Learning #28 – Topology & Manifolds: Homotopy, Knot Theory, Homology and TDA

Topology is the branch of mathematics that studies properties invariant under continuous deformation — "rubber-sheet geometry." From the classification of compact surfaces to the Jones polynomial for knots, and from simplicial homology to persistent barcodes applied to genomics data, this post traces the entire field from first definitions to modern applications.

Two shapes are topologically equivalent (homeomorphic) if one can be continuously deformed into the other without tearing or gluing.

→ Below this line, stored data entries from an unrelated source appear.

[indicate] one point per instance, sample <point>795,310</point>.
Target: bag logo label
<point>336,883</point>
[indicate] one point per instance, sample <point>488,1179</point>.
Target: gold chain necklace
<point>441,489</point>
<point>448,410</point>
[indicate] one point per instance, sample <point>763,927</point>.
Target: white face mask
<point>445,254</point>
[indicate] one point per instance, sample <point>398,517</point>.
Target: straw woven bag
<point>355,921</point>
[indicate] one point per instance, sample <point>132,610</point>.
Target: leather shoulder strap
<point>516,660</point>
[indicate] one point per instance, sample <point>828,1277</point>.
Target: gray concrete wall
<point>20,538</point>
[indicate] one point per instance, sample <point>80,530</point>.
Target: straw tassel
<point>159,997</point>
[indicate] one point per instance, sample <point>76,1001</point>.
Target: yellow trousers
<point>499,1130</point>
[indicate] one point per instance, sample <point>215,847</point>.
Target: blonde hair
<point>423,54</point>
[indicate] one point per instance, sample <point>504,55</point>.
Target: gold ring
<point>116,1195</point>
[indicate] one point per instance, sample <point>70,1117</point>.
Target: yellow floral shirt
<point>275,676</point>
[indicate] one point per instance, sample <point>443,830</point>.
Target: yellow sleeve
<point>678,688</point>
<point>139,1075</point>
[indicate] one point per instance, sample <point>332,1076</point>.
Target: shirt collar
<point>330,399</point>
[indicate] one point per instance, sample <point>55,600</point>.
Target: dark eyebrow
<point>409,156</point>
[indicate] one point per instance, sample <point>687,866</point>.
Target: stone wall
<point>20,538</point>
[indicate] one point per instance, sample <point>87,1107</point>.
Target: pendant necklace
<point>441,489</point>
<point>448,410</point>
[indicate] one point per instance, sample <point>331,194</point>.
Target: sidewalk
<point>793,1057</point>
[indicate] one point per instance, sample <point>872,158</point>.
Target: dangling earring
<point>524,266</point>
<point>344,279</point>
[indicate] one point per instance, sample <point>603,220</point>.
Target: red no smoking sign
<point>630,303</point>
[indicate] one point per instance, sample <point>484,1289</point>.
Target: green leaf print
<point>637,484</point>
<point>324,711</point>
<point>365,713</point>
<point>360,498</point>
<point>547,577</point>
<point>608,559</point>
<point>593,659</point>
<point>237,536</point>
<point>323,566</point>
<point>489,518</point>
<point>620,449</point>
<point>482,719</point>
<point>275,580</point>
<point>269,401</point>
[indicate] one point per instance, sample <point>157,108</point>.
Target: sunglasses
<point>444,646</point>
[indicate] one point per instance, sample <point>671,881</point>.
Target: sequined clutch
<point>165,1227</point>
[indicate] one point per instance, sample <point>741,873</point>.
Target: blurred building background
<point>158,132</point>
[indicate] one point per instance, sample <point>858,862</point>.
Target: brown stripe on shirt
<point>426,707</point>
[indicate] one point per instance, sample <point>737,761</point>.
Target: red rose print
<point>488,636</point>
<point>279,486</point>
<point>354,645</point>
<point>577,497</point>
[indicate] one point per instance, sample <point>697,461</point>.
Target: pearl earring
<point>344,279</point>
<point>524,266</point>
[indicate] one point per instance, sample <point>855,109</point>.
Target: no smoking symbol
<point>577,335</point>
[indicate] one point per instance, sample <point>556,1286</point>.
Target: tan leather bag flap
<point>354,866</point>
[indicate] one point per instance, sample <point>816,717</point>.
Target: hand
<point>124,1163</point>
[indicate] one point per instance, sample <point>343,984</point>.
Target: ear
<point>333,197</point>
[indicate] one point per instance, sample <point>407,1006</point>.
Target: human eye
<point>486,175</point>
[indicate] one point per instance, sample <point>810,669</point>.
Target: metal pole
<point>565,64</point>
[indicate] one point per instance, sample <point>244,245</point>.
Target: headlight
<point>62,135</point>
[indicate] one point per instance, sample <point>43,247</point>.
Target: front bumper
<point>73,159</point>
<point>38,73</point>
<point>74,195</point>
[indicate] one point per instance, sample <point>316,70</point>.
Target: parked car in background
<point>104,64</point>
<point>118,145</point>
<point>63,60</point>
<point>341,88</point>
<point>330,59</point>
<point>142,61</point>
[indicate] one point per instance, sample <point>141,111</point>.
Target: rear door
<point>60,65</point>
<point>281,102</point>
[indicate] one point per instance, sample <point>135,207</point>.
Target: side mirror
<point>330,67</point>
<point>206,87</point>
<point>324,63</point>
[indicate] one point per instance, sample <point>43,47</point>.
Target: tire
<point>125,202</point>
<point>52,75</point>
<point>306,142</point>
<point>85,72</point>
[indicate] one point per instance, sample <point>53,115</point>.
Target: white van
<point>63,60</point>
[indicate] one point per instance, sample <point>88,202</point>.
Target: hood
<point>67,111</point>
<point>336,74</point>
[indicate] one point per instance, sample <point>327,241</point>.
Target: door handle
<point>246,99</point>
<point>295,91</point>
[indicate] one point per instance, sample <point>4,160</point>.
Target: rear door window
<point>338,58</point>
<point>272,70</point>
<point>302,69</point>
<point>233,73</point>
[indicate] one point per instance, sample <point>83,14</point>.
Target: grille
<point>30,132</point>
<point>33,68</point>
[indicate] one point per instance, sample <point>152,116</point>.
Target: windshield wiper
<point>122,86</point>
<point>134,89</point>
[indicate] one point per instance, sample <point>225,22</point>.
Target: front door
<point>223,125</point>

A coffee mug is homeomorphic to a donut (both have genus 1), but neither is homeomorphic to a sphere (genus 0). Beyond this pop-science starting point lies a rich hierarchy of invariants — fundamental groups, homology groups, knot polynomials, and persistent diagrams — that have found unexpected applications in neuroscience, robotics, condensed matter physics, and machine learning.

1. Topological Spaces and Continuity

The fundamental object of topology is a set X together with a collection τ of subsets (called open sets) satisfying three axioms: ∅ and X are open, arbitrary unions of open sets are open, and finite intersections of open sets are open. The pair (X, τ) is a topological space.

Topological Spaces & Key Properties

Topological space (X, τ): τ = collection of open sets on X
  Axioms: ∅, X ∈ τ;  unions of τ-sets ∈ τ;  finite intersections ∈ τ

Metric topology: open ball B(x, r) = {y : d(x,y) < r} generates τ
  Every metric space is also a topological space

Continuous map f: X → Y (topological definition):
  f is continuous iff preimage of every open set in Y is open in X

Homeomorphism: bijective continuous map with continuous inverse
  Homeomorphic spaces are topologically identical

T2 / Hausdorff condition:
  For all x ≠ y, there exist disjoint open sets U∋x, V∋y
  Ensures limits are unique; all metric spaces satisfy this

Compactness (generalised closed + bounded):
  X is compact iff every open cover has a finite subcover
  [0,1] is compact; (0,1) is not

Connectedness:
  X is connected iff it cannot be written as disjoint union of two non-empty open sets
  Path-connected: any two points joined by a continuous path
          

2. Homotopy and the Fundamental Group

Homotopy asks: when are two continuous maps “essentially the same”? This leads to the fundamental group π1(X, x0) — the group of loops based at x0 up to homotopy equivalence — which captures the one-dimensional “holes” in a space.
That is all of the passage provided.